Aristotle’s vision of the world was of one rinsed in purpose and value
This is a depressingly reductive worldview. It is also a comparatively recent one. Like the teenager who assumes he knows better than his parents, post-Enlightenment science takes it as given that what’s new must be better than what came before it, a principle which is neither scientifically testable nor self-evidently true. There is an alternative view of causation, one which is metaphysically richer than the Humean analysis, and which validates our intuition that there is more to the natural order than mere mechanism. This alternative can be traced back to Aristotle, was modified by Aquinas, and is in no way vitiated by its antiquity.
For Aristotle, the mechanistic (or as he put it the “efficient”) causation described by Hume presupposes and is dependent on what he calls “final” causality. You strike a match, and it sets light. The efficient cause of the lit match is that it was struck, but there is more to it than that. The match itself has an essential property of being disposed to catch fire when lit. It is this intrinsic potentiality, its “final”, directed causality, that makes the efficient causation possible in the first place.

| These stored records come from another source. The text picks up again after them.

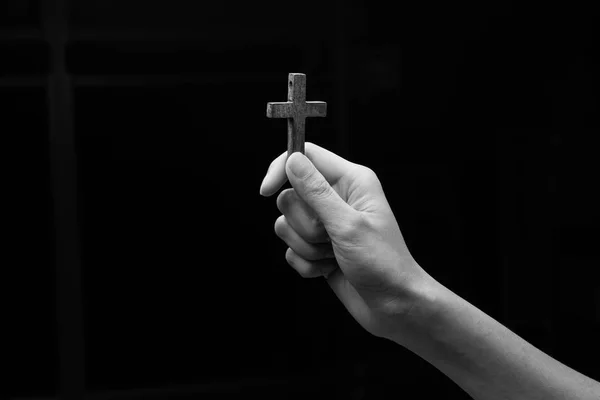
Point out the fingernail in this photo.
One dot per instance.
(299, 165)
(262, 186)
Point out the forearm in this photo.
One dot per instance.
(485, 358)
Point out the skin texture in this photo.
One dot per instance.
(338, 223)
(336, 220)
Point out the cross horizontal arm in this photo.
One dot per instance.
(316, 108)
(280, 110)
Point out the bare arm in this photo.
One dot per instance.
(483, 357)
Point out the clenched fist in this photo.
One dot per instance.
(338, 224)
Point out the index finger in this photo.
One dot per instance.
(331, 166)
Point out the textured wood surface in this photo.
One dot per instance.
(296, 110)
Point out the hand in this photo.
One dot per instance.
(336, 220)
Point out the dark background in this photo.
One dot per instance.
(141, 259)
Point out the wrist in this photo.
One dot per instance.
(417, 318)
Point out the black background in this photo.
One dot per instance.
(481, 121)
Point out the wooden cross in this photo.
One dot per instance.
(296, 110)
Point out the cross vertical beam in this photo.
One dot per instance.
(63, 171)
(296, 110)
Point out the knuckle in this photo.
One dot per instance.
(283, 199)
(280, 226)
(368, 174)
(355, 227)
(318, 189)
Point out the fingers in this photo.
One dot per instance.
(301, 217)
(275, 177)
(310, 269)
(308, 251)
(329, 164)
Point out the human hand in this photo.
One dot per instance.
(336, 220)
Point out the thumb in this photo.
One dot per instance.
(313, 188)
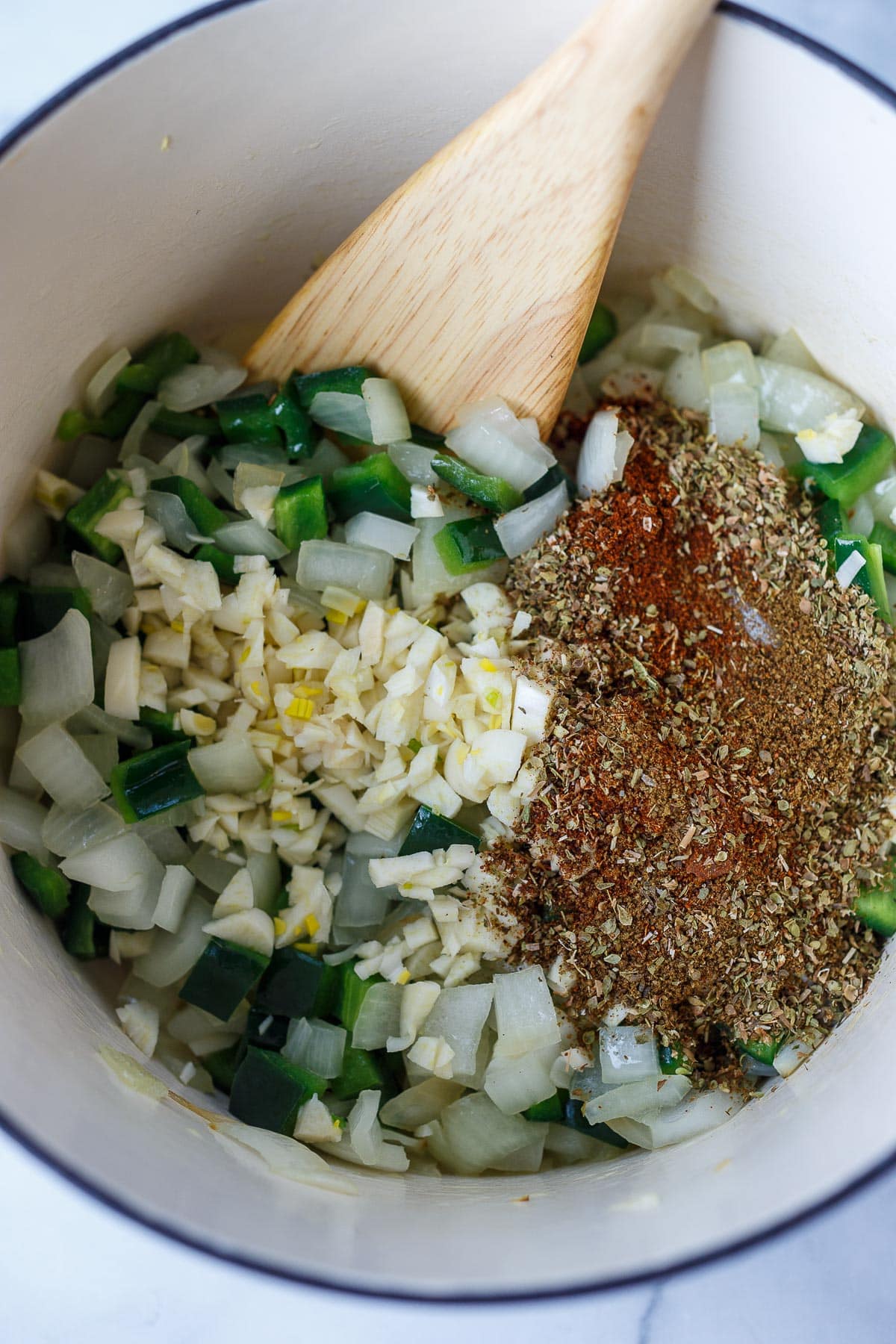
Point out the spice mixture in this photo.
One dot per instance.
(722, 754)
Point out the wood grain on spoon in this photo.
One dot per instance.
(480, 273)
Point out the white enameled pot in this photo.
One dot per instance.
(191, 181)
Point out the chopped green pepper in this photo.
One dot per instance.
(877, 910)
(82, 934)
(871, 576)
(186, 423)
(267, 1090)
(307, 386)
(884, 537)
(300, 512)
(354, 992)
(862, 468)
(156, 361)
(223, 976)
(220, 562)
(155, 781)
(467, 544)
(601, 329)
(247, 418)
(299, 986)
(374, 485)
(10, 676)
(432, 831)
(40, 609)
(101, 499)
(47, 887)
(300, 432)
(361, 1071)
(161, 725)
(492, 492)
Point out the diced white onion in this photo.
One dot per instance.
(49, 697)
(494, 441)
(344, 413)
(62, 769)
(414, 463)
(697, 1115)
(524, 1012)
(473, 1135)
(729, 362)
(386, 411)
(421, 1104)
(527, 524)
(176, 889)
(227, 766)
(100, 391)
(378, 1018)
(199, 385)
(111, 591)
(794, 399)
(605, 450)
(247, 537)
(70, 833)
(116, 865)
(169, 512)
(317, 1046)
(734, 414)
(122, 679)
(324, 564)
(383, 534)
(628, 1054)
(22, 823)
(458, 1018)
(175, 953)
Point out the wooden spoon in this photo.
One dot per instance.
(479, 276)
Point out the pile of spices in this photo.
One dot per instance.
(723, 750)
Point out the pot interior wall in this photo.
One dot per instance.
(277, 148)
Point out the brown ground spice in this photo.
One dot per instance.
(721, 757)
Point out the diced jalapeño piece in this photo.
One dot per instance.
(467, 544)
(267, 1090)
(101, 499)
(871, 576)
(877, 910)
(374, 485)
(206, 517)
(155, 781)
(361, 1071)
(156, 361)
(884, 535)
(47, 887)
(307, 386)
(492, 492)
(10, 676)
(299, 986)
(300, 512)
(354, 992)
(602, 329)
(223, 976)
(862, 468)
(430, 831)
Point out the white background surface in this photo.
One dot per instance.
(73, 1272)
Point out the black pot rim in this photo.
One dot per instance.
(169, 1230)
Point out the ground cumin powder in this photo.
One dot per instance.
(722, 754)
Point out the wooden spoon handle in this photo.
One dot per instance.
(479, 275)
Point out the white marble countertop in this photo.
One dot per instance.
(70, 1270)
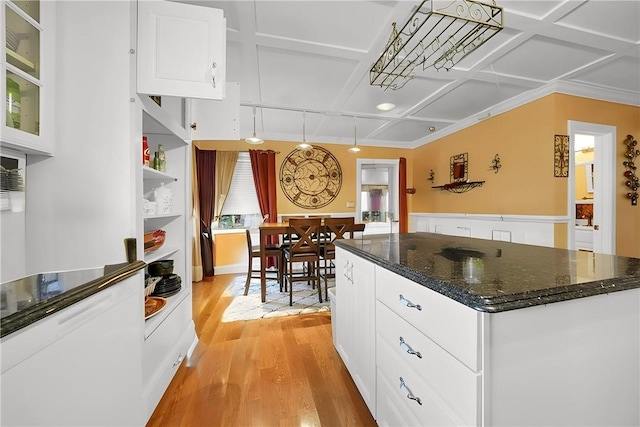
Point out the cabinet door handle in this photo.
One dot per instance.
(178, 360)
(408, 391)
(409, 304)
(404, 344)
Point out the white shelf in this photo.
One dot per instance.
(150, 325)
(19, 61)
(150, 173)
(161, 253)
(161, 216)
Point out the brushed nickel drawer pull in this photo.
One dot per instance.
(404, 344)
(408, 391)
(178, 360)
(409, 303)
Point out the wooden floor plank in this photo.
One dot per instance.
(267, 372)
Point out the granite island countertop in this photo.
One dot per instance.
(494, 276)
(32, 298)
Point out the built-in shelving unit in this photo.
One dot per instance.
(168, 334)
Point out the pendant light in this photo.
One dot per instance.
(355, 148)
(303, 145)
(254, 140)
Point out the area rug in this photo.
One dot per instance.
(305, 300)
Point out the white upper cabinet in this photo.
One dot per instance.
(181, 50)
(28, 75)
(217, 120)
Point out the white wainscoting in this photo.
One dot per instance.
(528, 229)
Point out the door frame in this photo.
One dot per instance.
(604, 207)
(394, 184)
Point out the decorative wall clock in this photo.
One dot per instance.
(310, 178)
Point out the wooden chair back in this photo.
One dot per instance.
(307, 231)
(337, 228)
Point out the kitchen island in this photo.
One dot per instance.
(477, 332)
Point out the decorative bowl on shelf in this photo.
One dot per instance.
(161, 267)
(153, 240)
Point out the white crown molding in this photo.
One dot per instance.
(567, 88)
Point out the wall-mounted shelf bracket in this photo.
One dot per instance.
(459, 187)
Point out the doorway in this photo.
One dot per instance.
(595, 222)
(377, 199)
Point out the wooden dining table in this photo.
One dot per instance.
(269, 229)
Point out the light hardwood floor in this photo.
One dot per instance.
(266, 372)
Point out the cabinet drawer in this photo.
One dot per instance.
(453, 326)
(430, 411)
(392, 410)
(454, 383)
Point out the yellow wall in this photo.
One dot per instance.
(347, 164)
(525, 184)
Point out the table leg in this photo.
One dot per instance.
(263, 266)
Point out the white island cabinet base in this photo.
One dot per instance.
(567, 363)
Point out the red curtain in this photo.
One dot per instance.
(263, 166)
(206, 165)
(404, 213)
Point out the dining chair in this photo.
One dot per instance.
(254, 252)
(305, 250)
(334, 229)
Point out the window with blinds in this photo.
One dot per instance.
(241, 208)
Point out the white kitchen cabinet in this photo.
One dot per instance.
(217, 120)
(181, 50)
(439, 362)
(355, 306)
(584, 237)
(78, 367)
(170, 334)
(28, 74)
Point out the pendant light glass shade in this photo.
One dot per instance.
(354, 148)
(254, 140)
(303, 145)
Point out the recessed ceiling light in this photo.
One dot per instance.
(386, 106)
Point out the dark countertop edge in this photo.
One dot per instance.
(497, 304)
(29, 315)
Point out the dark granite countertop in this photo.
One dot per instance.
(27, 300)
(494, 276)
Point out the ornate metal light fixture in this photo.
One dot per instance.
(437, 38)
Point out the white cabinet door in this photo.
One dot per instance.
(362, 307)
(90, 374)
(217, 120)
(355, 301)
(181, 50)
(28, 75)
(343, 297)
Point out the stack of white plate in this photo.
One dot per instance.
(12, 40)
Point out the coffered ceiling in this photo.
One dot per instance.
(315, 56)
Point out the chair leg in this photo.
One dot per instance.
(317, 271)
(246, 285)
(280, 267)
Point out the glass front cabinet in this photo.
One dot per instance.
(28, 75)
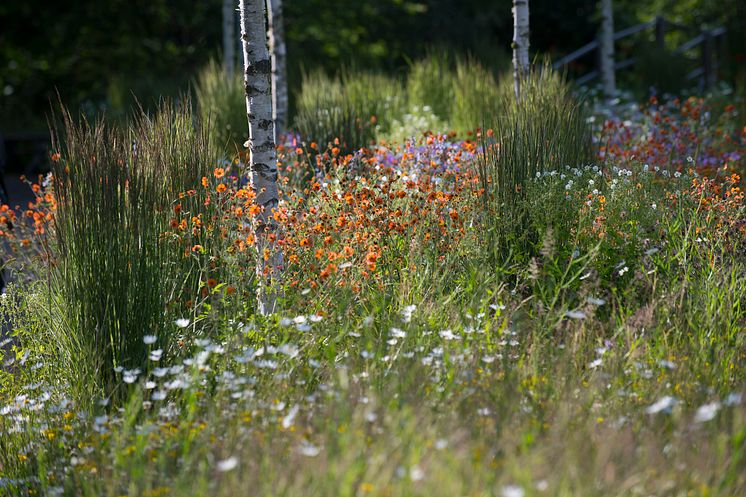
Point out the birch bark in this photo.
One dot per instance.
(261, 144)
(608, 77)
(229, 37)
(279, 71)
(520, 44)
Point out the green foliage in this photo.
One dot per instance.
(115, 273)
(346, 107)
(430, 83)
(221, 102)
(659, 68)
(476, 96)
(546, 129)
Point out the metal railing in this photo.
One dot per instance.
(706, 72)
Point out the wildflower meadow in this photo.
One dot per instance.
(477, 295)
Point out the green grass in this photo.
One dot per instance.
(221, 101)
(601, 354)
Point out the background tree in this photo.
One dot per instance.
(229, 37)
(261, 145)
(279, 65)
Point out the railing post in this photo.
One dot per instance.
(660, 32)
(606, 50)
(708, 76)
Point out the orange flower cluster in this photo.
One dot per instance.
(723, 203)
(362, 216)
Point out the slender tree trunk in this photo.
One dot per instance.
(279, 71)
(608, 78)
(261, 144)
(520, 44)
(229, 37)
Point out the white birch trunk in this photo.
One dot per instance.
(608, 77)
(279, 71)
(261, 144)
(229, 37)
(520, 44)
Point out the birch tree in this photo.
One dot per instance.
(608, 78)
(229, 37)
(261, 145)
(520, 44)
(279, 70)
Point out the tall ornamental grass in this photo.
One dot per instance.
(221, 102)
(546, 129)
(116, 270)
(347, 107)
(476, 96)
(430, 83)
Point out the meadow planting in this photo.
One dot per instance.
(479, 298)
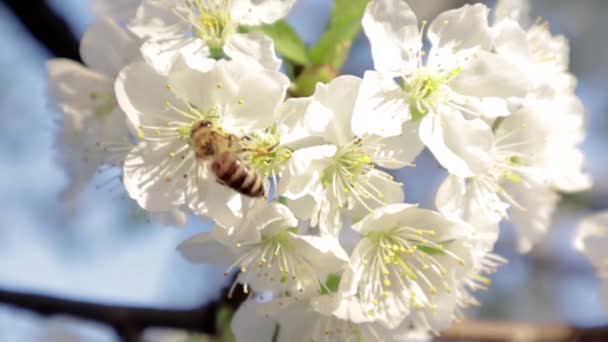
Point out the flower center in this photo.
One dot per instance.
(346, 177)
(274, 258)
(264, 153)
(211, 21)
(403, 265)
(425, 90)
(104, 104)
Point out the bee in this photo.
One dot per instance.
(222, 150)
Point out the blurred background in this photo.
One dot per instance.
(102, 248)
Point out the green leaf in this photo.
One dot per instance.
(331, 284)
(287, 42)
(347, 10)
(223, 321)
(344, 26)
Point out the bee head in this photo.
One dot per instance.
(201, 124)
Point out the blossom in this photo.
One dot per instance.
(408, 264)
(256, 321)
(337, 173)
(534, 151)
(461, 82)
(162, 172)
(206, 26)
(268, 249)
(590, 240)
(93, 130)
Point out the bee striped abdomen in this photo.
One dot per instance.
(231, 171)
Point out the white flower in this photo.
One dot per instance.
(269, 251)
(461, 82)
(168, 26)
(591, 240)
(545, 58)
(337, 175)
(94, 130)
(408, 265)
(300, 318)
(162, 172)
(517, 179)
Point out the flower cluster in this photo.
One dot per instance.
(195, 116)
(590, 240)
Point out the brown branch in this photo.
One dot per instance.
(129, 322)
(491, 331)
(46, 26)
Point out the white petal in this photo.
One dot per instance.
(175, 217)
(462, 28)
(205, 89)
(473, 203)
(518, 10)
(382, 218)
(207, 197)
(387, 190)
(143, 95)
(208, 248)
(195, 55)
(107, 48)
(153, 178)
(248, 325)
(380, 108)
(73, 85)
(484, 107)
(294, 129)
(304, 170)
(267, 217)
(119, 10)
(511, 40)
(259, 96)
(392, 29)
(162, 52)
(324, 253)
(591, 239)
(491, 75)
(399, 151)
(254, 46)
(463, 147)
(155, 18)
(533, 218)
(331, 110)
(258, 12)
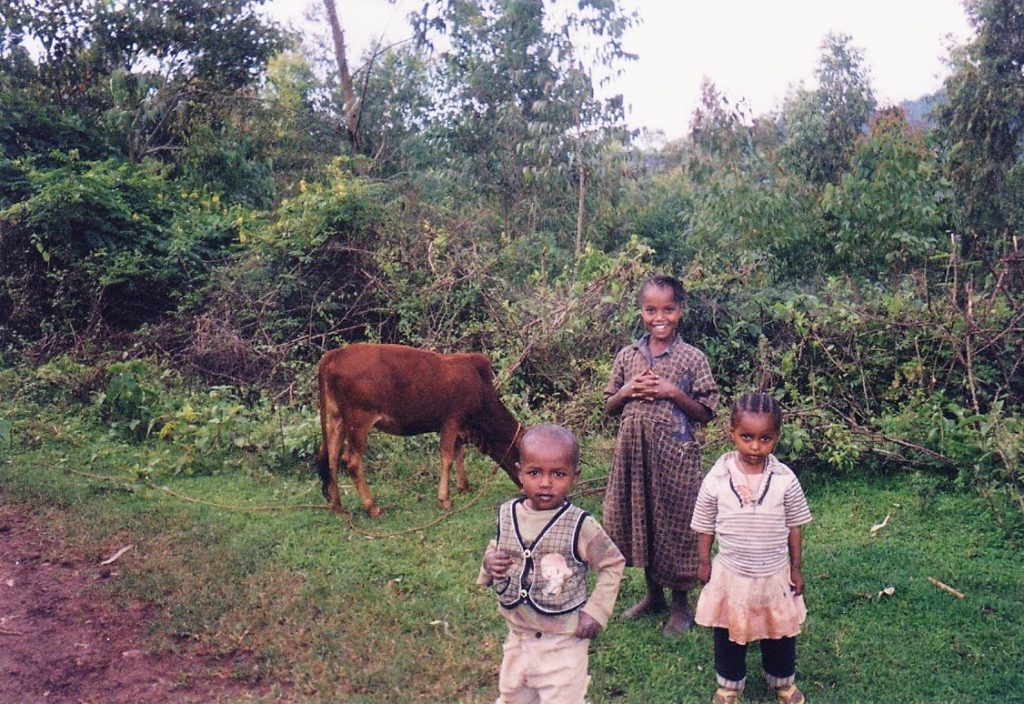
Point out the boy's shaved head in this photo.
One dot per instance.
(551, 434)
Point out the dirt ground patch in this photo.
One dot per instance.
(61, 639)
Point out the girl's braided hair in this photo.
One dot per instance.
(757, 402)
(664, 281)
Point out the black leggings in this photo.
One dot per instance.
(778, 656)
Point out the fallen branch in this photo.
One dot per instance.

This is not “angels on pinheads stuff”. To rehabilitate our conception of causation in a way that takes seriously the possibility of final causality is to acknowledge the intuition that there is an “immanent teleology” to the natural order. The mechanistic worldview of Hume is in stark contrast to the Aristotelian vision of a world rinsed in purpose and value.
And it is the Aristotelian metaphysics which has been gaining in plausibility as science develops, particularly (and pertinently, given the current crisis) in the areas of molecular biology and in our understanding of the galactic complexity of the living cell. It is exceedingly difficult to describe the intricacies of DNA replication without using the language of purpose, a linguistic resource which is not available to defenders of the mechanistic worldview.
Developments in the harder sciences: mathematical physics, cosmology and molecular biology seem to inculcate a reconnection with an Aristotelian conception of causation. Science may progress in utilitarian terms – we can do more with it now than 100 years ago – but it does not follow that its underlying assumptions evolve in the same way. The most prominent philosopher of science at work today, the atheist Thomas Nagel, argued in his book Mind and Cosmos, that it is pretty hard to develop some science-based, plausible worldview which has been voided of teleological explanation. For Nagel, this teleology is a mysterious brute fact, as he is temperamentally and intellectually resistant to draw the obvious theistic conclusions.
As science “progresses”, the antiquated assumptions of 2,500 years ago become increasingly vindicated. We shouldn’t be surprised. Truth is truth and, sub specie aeternitatis, we are talking about the mere blink of an eye. And this is significant because, if the Aristotelian vision is correct, then science is an examination of threads of purpose which have been placed from elsewhere. If Hume is right then, well, “it is what it is”. Is that ever satisfactory as an explanation?